Cardiac myocytes are striated muscle cells with myofilaments running along their length and Z-discs in a transverse direction. These cells contain structures that are sensitive to mechanical stretch and transduce this signal into a biochemical response. By altering the major axis of biaxial, mechanical stretch, I hypothesized that different signaling pathways and transcription regulators would be activated and lead to divergent gene expression profiles in cardiac myocytes.
To investigate the effect of stretch axis, cardiac myocytes were cultured on a micropatterned substrate, and the primary stretch axis was applied either parallel or transverse to the myofibril direction. RNA sequencing (RNA-Seq) was conducted to study whole genomic expression changes after acute cardiac myocyte stretch. After 30 minutes of stretch, 53 and 168 genes were considered differentially expressed (DE) from transverse and longitudinal stretch, respectively. After 4 hours, the number of DE genes increased to 795 in longitudinal stretch while it decreased to 35 in transverse stretch. Gene ontology (GO) term analysis indicated enrichment of transcription factor (TF) activity and protein kinase activity by both stretch axes; whereas longitudinal but not transverse stretch induced expression of genes involved in sarcomere organization and cytoskeletal protein binding.
Although researchers have identified sensors, pathways, and TFs involved in cardiac mechanotransduction, I, for the first time, integrated this information into a logic-based network model of cardiac myocyte stretch signaling. This model was validated against independent data and correctly predicted the effect of stretch or effect of inhibitors on stretch response in 54 of 61 experiments.

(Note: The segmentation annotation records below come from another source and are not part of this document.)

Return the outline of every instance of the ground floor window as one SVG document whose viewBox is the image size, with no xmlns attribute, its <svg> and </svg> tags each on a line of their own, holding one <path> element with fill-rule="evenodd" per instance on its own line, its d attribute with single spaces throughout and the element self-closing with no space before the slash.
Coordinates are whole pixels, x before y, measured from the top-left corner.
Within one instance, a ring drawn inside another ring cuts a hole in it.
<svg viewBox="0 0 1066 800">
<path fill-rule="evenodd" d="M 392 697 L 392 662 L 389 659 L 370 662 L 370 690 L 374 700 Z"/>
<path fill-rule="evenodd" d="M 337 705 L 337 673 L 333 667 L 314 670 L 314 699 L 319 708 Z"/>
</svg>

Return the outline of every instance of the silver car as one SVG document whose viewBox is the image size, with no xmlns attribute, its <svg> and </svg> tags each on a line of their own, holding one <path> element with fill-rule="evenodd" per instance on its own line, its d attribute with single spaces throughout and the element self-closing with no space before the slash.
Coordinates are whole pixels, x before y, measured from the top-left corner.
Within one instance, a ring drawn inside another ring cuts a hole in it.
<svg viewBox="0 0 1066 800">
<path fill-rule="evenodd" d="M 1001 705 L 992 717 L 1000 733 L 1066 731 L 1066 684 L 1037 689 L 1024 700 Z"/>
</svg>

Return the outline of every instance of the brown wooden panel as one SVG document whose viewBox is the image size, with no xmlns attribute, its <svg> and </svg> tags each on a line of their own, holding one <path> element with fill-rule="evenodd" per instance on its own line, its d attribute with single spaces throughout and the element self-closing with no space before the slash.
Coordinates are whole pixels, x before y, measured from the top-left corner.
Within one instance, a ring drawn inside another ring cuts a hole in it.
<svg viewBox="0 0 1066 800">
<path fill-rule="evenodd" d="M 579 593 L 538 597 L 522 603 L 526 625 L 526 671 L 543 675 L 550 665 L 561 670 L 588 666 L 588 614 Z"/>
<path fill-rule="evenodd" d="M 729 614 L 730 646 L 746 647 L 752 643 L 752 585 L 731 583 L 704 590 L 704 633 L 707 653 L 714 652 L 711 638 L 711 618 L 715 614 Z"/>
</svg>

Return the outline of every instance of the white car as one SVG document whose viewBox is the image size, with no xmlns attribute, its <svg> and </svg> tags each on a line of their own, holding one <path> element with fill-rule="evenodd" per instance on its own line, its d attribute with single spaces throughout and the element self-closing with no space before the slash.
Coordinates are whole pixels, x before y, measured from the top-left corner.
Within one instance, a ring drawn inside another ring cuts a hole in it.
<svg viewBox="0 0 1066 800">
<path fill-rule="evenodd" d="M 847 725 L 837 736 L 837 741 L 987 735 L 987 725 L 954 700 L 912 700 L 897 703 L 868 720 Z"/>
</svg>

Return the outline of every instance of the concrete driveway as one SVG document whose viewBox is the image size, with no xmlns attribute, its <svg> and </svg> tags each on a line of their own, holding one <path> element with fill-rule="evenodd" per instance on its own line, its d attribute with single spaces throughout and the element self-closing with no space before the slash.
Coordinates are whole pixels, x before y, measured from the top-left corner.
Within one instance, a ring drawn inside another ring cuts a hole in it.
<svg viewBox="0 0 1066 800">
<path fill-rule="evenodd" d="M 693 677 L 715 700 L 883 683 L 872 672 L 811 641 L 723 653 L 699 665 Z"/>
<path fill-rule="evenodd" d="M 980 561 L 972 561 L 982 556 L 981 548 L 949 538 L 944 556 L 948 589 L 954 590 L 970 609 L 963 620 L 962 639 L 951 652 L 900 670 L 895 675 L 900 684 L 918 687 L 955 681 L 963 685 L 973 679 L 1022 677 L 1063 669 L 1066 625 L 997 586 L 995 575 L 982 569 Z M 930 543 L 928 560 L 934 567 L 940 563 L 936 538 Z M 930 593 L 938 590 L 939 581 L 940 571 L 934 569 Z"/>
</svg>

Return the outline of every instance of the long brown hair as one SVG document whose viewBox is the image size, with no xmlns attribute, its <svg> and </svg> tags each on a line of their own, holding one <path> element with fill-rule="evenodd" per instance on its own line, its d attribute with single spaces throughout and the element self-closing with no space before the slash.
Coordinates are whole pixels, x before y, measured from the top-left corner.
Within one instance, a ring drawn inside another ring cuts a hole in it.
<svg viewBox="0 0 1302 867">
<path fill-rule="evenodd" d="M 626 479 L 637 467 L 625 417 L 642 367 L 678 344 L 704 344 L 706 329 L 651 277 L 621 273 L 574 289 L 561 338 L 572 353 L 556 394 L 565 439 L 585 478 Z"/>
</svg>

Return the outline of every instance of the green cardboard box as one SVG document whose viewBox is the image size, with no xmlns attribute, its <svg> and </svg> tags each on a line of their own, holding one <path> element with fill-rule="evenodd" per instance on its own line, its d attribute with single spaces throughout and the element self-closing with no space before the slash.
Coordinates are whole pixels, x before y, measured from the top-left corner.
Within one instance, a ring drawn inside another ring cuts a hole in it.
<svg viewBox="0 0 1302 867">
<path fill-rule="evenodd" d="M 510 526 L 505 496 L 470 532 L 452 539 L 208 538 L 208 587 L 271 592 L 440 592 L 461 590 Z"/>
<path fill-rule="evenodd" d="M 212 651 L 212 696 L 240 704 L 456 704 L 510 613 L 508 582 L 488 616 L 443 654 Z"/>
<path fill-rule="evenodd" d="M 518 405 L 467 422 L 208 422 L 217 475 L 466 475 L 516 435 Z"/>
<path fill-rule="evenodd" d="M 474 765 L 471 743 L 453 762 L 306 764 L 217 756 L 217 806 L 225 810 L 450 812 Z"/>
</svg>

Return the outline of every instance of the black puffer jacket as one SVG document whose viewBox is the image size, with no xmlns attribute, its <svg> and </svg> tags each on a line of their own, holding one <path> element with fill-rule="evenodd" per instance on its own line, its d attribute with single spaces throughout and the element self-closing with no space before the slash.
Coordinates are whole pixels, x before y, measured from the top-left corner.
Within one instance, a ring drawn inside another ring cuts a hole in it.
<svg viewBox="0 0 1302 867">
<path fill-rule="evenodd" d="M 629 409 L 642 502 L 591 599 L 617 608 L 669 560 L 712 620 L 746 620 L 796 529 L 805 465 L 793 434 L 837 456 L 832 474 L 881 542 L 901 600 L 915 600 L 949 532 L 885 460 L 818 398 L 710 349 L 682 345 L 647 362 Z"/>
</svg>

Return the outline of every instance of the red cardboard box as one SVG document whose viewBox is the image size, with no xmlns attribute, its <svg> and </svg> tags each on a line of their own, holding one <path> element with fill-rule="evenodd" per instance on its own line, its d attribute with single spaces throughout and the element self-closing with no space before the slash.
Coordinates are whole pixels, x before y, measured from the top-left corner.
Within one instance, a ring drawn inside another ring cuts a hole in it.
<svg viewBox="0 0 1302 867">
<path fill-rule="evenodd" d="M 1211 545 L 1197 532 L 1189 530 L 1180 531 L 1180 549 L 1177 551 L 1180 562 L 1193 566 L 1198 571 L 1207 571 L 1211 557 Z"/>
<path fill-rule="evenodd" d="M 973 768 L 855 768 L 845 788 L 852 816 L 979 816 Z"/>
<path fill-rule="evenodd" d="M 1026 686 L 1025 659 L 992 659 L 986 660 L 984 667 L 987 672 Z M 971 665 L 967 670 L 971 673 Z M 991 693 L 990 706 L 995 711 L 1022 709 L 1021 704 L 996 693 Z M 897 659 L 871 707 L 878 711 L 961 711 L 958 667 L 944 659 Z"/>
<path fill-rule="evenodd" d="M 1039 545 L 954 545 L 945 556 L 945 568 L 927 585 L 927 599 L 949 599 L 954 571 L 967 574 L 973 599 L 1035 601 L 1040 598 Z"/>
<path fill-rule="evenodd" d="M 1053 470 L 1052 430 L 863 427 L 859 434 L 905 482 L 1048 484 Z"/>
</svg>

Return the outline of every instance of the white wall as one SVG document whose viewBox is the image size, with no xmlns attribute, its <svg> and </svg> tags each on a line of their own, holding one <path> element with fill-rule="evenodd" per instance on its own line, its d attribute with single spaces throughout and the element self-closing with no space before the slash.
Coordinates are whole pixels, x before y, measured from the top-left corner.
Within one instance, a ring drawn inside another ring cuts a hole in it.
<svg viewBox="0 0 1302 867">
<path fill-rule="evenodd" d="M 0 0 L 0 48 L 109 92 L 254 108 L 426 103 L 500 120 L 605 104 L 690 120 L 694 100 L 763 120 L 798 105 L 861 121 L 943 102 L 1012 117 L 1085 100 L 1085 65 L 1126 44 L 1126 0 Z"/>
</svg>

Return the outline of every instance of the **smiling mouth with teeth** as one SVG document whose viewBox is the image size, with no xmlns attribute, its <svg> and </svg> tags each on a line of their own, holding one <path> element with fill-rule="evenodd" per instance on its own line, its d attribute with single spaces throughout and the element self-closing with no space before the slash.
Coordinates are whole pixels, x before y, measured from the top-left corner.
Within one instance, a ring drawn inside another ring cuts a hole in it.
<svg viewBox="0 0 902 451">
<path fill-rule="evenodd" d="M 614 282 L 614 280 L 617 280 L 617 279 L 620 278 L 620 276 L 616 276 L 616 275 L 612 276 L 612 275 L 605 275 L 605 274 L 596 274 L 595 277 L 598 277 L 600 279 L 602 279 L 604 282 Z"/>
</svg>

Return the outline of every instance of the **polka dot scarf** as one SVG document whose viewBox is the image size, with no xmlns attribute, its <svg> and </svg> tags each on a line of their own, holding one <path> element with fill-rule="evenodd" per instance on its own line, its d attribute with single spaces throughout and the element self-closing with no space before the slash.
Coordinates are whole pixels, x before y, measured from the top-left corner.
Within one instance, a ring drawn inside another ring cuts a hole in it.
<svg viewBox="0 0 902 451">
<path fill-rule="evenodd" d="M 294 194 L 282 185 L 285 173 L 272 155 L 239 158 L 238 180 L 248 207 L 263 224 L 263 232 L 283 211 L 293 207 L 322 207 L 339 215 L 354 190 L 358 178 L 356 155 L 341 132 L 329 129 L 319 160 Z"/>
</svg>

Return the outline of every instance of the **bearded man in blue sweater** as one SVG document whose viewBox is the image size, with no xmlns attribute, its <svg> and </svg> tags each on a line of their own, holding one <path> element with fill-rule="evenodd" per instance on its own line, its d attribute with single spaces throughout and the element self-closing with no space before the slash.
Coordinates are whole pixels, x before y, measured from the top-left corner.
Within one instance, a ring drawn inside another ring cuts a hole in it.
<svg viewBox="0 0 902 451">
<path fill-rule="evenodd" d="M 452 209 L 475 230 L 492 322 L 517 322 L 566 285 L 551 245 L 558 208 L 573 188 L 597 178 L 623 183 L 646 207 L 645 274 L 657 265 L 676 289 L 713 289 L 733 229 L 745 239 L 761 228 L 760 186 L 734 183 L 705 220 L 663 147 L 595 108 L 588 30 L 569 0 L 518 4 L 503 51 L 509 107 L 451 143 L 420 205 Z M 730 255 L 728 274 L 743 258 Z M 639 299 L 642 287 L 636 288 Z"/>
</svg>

This network model was used in conjunction with the RNA-Seq data to identify the mechanisms regulating gene expression changes due to longitudinal and transverse stretch. Analysis of this network identified serum response factor (SRF) and myocyte enhancer factor-2 (MEF2) as critical TFs in regulating longitudinal stretch-induced gene changes whose activity is modulated by protein kinase C (PKC). In addition, cyclic adenosine monophosphate response element-binding protein (CREB) was found to be activated by both longitudinal and transverse stretch. The network model provides evidence that cardiac myocytes engage different transcriptional regulators in response to different principal orientations of biaxial stretch.